Même dans ses projections les plus optimistes, l’Aigle savait (sait) le temps de son hégémonie compté. Le bellicisme ambiant n’a rien de fortuit : ouvrir avec ses faibles alliés atlantistes de nouveaux fronts pour retarder l’échéance. Peine perdue ! Le monde multipolaire est déjà là, plus prégnant que jamais.
À propos des projections le plus souvent très sérieuses de la communauté du renseignement, elles ramènent au vieux débat d’école Hegel/ Marx sur le moteur de l’Histoire que se disputent les idées et les faits.
D’un côté, des éditorialistes et des chroniqueurs méprisants, des journalistes barbouzes, des universitaires et pré-universitaires qui pensent avoir été coopté sur la prochaine liste de ceux qui vont diriger le monde, des écrivains et porteurs de mallettes médiatiques qui dans leur bulle de prétention croient savoir comment tourne le monde à coups de punchlines ou en se gargarisant d’une érudition livresque.

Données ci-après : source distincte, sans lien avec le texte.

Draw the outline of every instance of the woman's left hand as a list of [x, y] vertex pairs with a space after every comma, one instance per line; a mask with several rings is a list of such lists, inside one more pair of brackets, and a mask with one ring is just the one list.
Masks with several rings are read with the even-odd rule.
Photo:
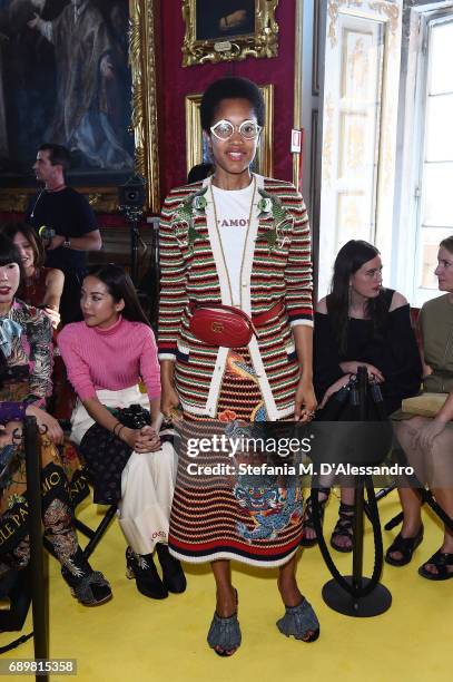
[[61, 320], [60, 313], [58, 312], [58, 310], [53, 310], [53, 308], [43, 308], [42, 312], [45, 313], [45, 315], [49, 318], [52, 328], [57, 329]]
[[7, 431], [3, 426], [0, 426], [0, 448], [4, 448], [7, 445], [11, 445], [12, 433]]
[[312, 380], [302, 377], [296, 389], [294, 403], [295, 421], [311, 421], [313, 419], [317, 401]]
[[135, 446], [136, 452], [156, 452], [160, 450], [159, 435], [152, 427], [144, 427], [139, 431]]
[[414, 437], [414, 445], [417, 445], [420, 448], [425, 450], [425, 452], [430, 452], [433, 449], [434, 439], [442, 433], [445, 429], [445, 421], [441, 419], [433, 419], [429, 423], [425, 423], [424, 427], [416, 432]]

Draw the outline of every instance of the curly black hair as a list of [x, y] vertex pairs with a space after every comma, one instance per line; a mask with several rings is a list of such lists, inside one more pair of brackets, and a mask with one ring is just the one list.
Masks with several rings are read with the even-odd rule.
[[207, 133], [223, 99], [247, 99], [255, 111], [258, 126], [264, 126], [265, 106], [258, 86], [248, 78], [228, 77], [211, 82], [203, 96], [200, 106], [201, 128]]

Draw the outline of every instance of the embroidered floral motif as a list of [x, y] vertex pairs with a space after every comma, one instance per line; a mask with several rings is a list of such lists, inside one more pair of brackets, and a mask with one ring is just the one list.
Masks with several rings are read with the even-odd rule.
[[205, 215], [207, 201], [205, 194], [207, 187], [203, 187], [198, 192], [190, 194], [175, 211], [175, 217], [171, 221], [175, 237], [179, 246], [184, 246], [193, 251], [195, 240], [198, 236], [195, 227], [195, 218]]
[[265, 234], [268, 250], [272, 252], [276, 246], [282, 249], [288, 241], [289, 237], [285, 236], [284, 228], [290, 226], [294, 221], [278, 197], [268, 194], [265, 189], [258, 189], [258, 192], [262, 196], [258, 202], [258, 217], [273, 220], [273, 224]]

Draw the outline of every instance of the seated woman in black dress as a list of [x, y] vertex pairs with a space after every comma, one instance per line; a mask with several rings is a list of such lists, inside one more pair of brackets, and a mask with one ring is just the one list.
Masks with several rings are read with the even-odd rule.
[[[422, 366], [411, 327], [410, 306], [397, 291], [382, 286], [382, 261], [375, 246], [351, 240], [338, 252], [332, 291], [317, 305], [314, 334], [314, 386], [319, 402], [317, 419], [334, 419], [332, 400], [357, 368], [380, 384], [386, 415], [403, 398], [418, 392]], [[326, 503], [328, 488], [318, 490]], [[323, 504], [323, 506], [324, 506]], [[353, 548], [354, 488], [342, 489], [339, 518], [331, 545]], [[316, 544], [308, 499], [302, 545]]]

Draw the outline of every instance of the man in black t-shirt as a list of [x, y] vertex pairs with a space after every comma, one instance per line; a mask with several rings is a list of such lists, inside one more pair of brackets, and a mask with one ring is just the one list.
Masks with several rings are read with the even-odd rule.
[[87, 252], [102, 246], [95, 213], [86, 197], [65, 183], [69, 168], [69, 152], [53, 144], [41, 145], [33, 169], [45, 184], [31, 199], [27, 221], [39, 231], [46, 226], [56, 235], [45, 240], [46, 266], [65, 273], [65, 290], [60, 304], [63, 323], [79, 316], [79, 289], [87, 267]]

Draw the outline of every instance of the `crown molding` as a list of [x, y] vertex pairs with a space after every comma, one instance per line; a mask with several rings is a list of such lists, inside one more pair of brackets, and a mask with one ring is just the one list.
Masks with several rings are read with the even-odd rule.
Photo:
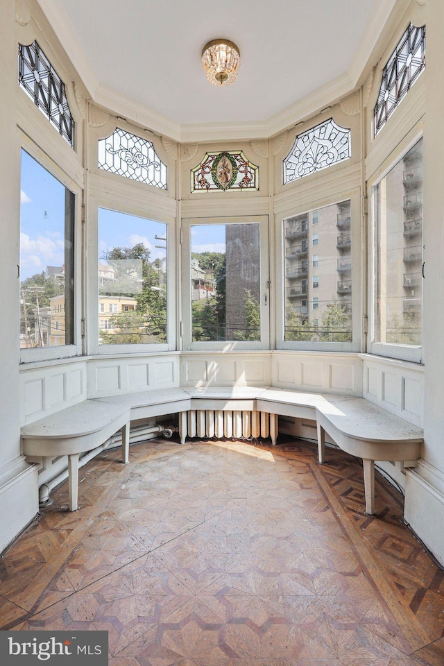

De l’autre, des soldats, des gens du renseignement, des diplomates, des hommes de mission et de terrain qui tiennent un rôle ingrat. Dans le feu de l’action ou dans l’ombre, ils ont une tout autre version de ce qui est commenté par des gens qui ne parlent que pour eux . Les premiers répètent des versions qu’on a bien voulu distiller pour faire politiquement correct. Les seconds gardent pour eux souvent jusqu’à leur mort la véritable version des faits.
Marcher dans le sens de l’Histoire est un choix. Les couloirs entre les deux catégories ne sont pas séparés par des cloisons étanches. Accepter et diffuser le mensonge ou garder la vérité pour soi ? Ce n’est pas une affaire de « carrière » mais de dignité.